Fashion Industry Still Falls Short in Transparency — But Here Are the Brands Doing It Right

The fashion industry continues to fall short in transparency as the coronavirus pandemic casts a spotlight on the sector’s need for more progress.

According to the 2020 Fashion Transparency index from nonprofit group Fashion Revolution, the majority of 250 of the world’s most prominent fashion players still don’t disclose much of their social and environmental policies and the impacts of their operations and supply chains.

The annual report — the organization’s fifth — is notable this year due to its release during the COVID-19 crisis, which has exposed some big-name companies’ purchasing practices and policies, which labor groups claim are vague and inadequate. Although the research was undertaken before the coronavirus took hold, Fashion Revolution acknowledged that the pandemic has made ethics and sustainability more pressing than ever for the industry.

“The coronavirus pandemic is proving why transparency is so vital,” the report read. “If major brands and retailers are publishing information about their business values, who their suppliers are, what supply chain policies are in place, how they do business with suppliers and their purchasing practices, then stakeholders can hold them to account for exactly the type of situation unfolding now where major brands are stopping and delaying payments and cancelling orders from their suppliers with little regard for how this will affect the livelihoods of workers across the supply chain.”

That’s not to say there hasn’t already been some improvement: There are fewer low-scoring brands this year compared with 2019; about 28% of brands scored 10% or less in 2020, versus the prior year’s 36% The higher the score (out of 100%), the more transparent the business, according to Fashion Revolution, which awards points for information that has been publicly disclosed on the brand or parent company’s website.

What’s more, while high-street brands are leading on transparency, luxury brands are also improving. Gucci was the highest-scoring luxury brand at 48% (up from 40% in 2019) and is the only brand to score 100% on policy and commitments — one of the 220 indicators used for the index, other indicators include animal welfare, biodiversity, climate, forced labor, gender equality, waste and working conditions.

Overall, H&M, Patagonia and Adidas were among the world’s most transparent fashion brands. While H&M (73% in the index) and Adidas (69%) have ranked in the top five for four consecutive years, Patagonia (60%) has made the list for the second year in a row. VF Corp.’s brands Vans, The North Face and Timberland (59%) as well as Puma (57%), Asos (55%) and Nike (55%) were among those that rounded out the top 10 scores in 2020.
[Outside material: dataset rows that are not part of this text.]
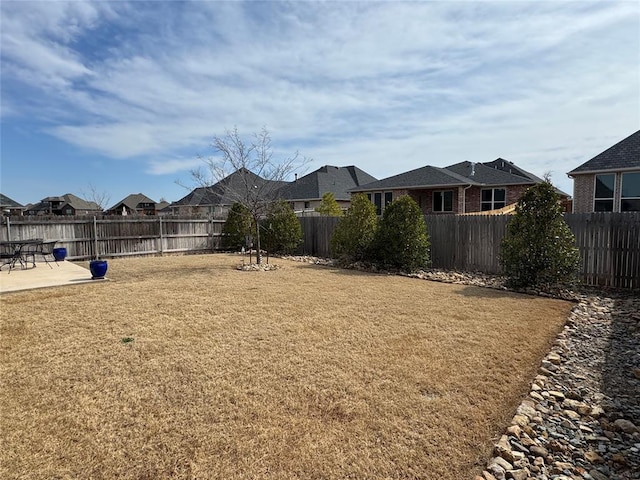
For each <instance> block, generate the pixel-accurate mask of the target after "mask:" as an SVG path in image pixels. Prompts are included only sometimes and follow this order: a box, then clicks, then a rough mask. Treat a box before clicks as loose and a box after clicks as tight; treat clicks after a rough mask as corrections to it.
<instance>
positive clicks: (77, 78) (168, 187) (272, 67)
mask: <svg viewBox="0 0 640 480" xmlns="http://www.w3.org/2000/svg"><path fill="white" fill-rule="evenodd" d="M0 56H1V57H0V60H1V71H0V87H1V88H0V90H1V92H0V93H1V99H0V100H1V101H0V106H1V108H0V122H1V123H0V128H1V130H0V135H1V138H0V149H1V159H0V162H1V164H0V192H1V193H3V194H5V195H7V196H9V197H10V198H12V199H13V200H15V201H17V202H19V203H21V204H25V205H26V204H28V203H35V202H38V201H39V200H41V199H42V198H44V197H47V196H54V195H63V194H66V193H72V194H74V195H77V196H80V197H83V198H87V199H91V198H92V197H93V196H96V195H98V196H106V197H107V198H108V200H109V201H108V202H107V203H108V205H107V206H112V205H114V204H116V203H118V202H119V201H120V200H121V199H123V198H124V197H126V196H127V195H129V194H131V193H144V194H145V195H147V196H149V197H150V198H152V199H153V200H155V201H160V200H161V199H164V200H167V201H176V200H178V199H180V198H182V197H183V196H185V195H186V194H187V193H189V190H190V187H195V186H196V182H195V180H194V178H193V176H192V175H191V173H190V172H191V171H192V170H193V169H197V168H199V167H202V166H204V160H205V159H207V158H212V157H213V158H215V151H214V149H213V148H212V143H213V139H214V137H221V136H224V134H225V132H227V131H228V130H231V129H233V128H237V129H238V132H239V133H240V135H241V136H243V137H244V138H246V139H247V141H250V139H251V136H252V135H253V134H254V133H256V132H258V131H260V130H261V129H262V128H266V129H267V130H268V131H269V133H270V136H271V139H272V145H273V149H274V152H273V154H274V158H275V159H276V160H277V159H280V158H282V159H285V158H288V157H290V156H291V155H292V154H293V153H295V152H296V151H298V152H299V153H300V155H301V156H302V157H305V158H307V159H308V163H307V164H306V165H305V166H304V169H301V170H300V174H304V173H309V172H311V171H313V170H316V169H317V168H319V167H321V166H323V165H335V166H347V165H356V166H357V167H359V168H361V169H362V170H364V171H366V172H367V173H369V174H371V175H373V176H374V177H376V178H379V179H382V178H386V177H389V176H392V175H396V174H399V173H403V172H406V171H408V170H412V169H415V168H420V167H423V166H425V165H432V166H438V167H444V166H447V165H452V164H455V163H458V162H462V161H470V162H488V161H492V160H494V159H496V158H498V157H501V158H504V159H507V160H510V161H512V162H514V163H515V164H516V165H518V166H520V167H521V168H524V169H525V170H528V171H530V172H532V173H534V174H536V175H538V176H543V175H544V174H547V173H549V174H550V175H551V180H552V182H553V183H554V184H555V185H556V186H558V187H559V188H560V189H562V190H564V191H565V192H568V193H571V192H572V189H573V182H572V180H571V179H569V178H568V177H567V175H566V173H567V172H568V171H570V170H572V169H573V168H575V167H577V166H579V165H580V164H582V163H584V162H586V161H587V160H589V159H590V158H592V157H594V156H595V155H597V154H598V153H600V152H602V151H603V150H605V149H606V148H608V147H610V146H611V145H613V144H615V143H617V142H618V141H620V140H622V139H623V138H625V137H627V136H628V135H630V134H632V133H633V132H635V131H636V130H638V129H640V66H639V65H640V2H637V1H635V0H634V1H568V2H560V1H555V0H554V1H551V0H548V1H545V0H537V1H533V2H528V1H495V2H484V1H473V2H457V1H413V2H402V1H393V2H392V1H387V2H369V1H367V2H364V1H362V2H355V1H354V2H348V1H347V2H337V1H336V2H315V1H314V2H311V1H295V2H277V1H268V2H266V1H265V2H255V1H254V2H242V1H233V2H221V1H194V2H190V1H163V0H156V1H137V0H136V1H121V0H119V1H108V0H107V1H105V0H101V1H96V2H93V1H72V2H65V1H57V0H50V1H42V2H32V1H28V0H19V1H14V0H2V1H1V2H0Z"/></svg>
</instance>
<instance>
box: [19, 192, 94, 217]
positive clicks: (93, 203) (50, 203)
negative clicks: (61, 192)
mask: <svg viewBox="0 0 640 480" xmlns="http://www.w3.org/2000/svg"><path fill="white" fill-rule="evenodd" d="M100 214H102V209H101V208H100V206H99V205H98V204H97V203H96V202H90V201H88V200H84V199H82V198H80V197H76V196H75V195H73V194H71V193H66V194H64V195H62V196H60V197H47V198H43V199H42V200H40V202H39V203H36V204H34V205H28V206H27V207H26V210H25V215H71V216H75V215H100Z"/></svg>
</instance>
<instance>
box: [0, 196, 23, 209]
mask: <svg viewBox="0 0 640 480" xmlns="http://www.w3.org/2000/svg"><path fill="white" fill-rule="evenodd" d="M0 206H2V207H10V208H23V207H24V205H20V204H19V203H18V202H16V201H15V200H13V199H11V198H9V197H7V196H6V195H3V194H2V193H0Z"/></svg>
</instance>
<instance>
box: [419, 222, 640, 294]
mask: <svg viewBox="0 0 640 480" xmlns="http://www.w3.org/2000/svg"><path fill="white" fill-rule="evenodd" d="M510 218H511V216H509V215H469V216H467V215H426V216H425V220H426V223H427V229H428V232H429V236H430V240H431V258H432V266H433V267H435V268H444V269H451V270H462V271H478V272H484V273H501V267H500V263H499V253H500V244H501V242H502V238H503V237H504V235H505V233H506V230H507V223H508V222H509V219H510ZM565 220H566V222H567V224H568V225H569V228H570V229H571V231H572V232H573V234H574V236H575V238H576V246H577V247H578V250H579V252H580V258H581V269H580V274H581V276H582V278H581V280H582V281H583V282H584V283H585V284H587V285H593V286H607V287H618V288H634V289H637V288H640V213H638V212H626V213H605V212H598V213H580V214H575V213H567V214H565Z"/></svg>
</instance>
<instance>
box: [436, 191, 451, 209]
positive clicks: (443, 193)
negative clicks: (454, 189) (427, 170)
mask: <svg viewBox="0 0 640 480" xmlns="http://www.w3.org/2000/svg"><path fill="white" fill-rule="evenodd" d="M437 193H439V194H440V195H442V210H436V194H437ZM446 193H451V210H447V209H446V204H447V202H446V201H445V194H446ZM453 203H454V202H453V190H434V192H433V195H432V196H431V210H432V211H433V212H434V213H449V212H453Z"/></svg>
“As people are forced to stay at home and retail stores are closed around the world, the demand for clothing has plummeted since the start of the year,” added the report. “It is causing people to reassess and reprioritize what they spend money on.”

The index launched as part of Fashion Revolution Week — a series of events established to commemorate the Rana Plaza factory collapse in 2013, which killed 1,134 people in Bangladesh’s capital city.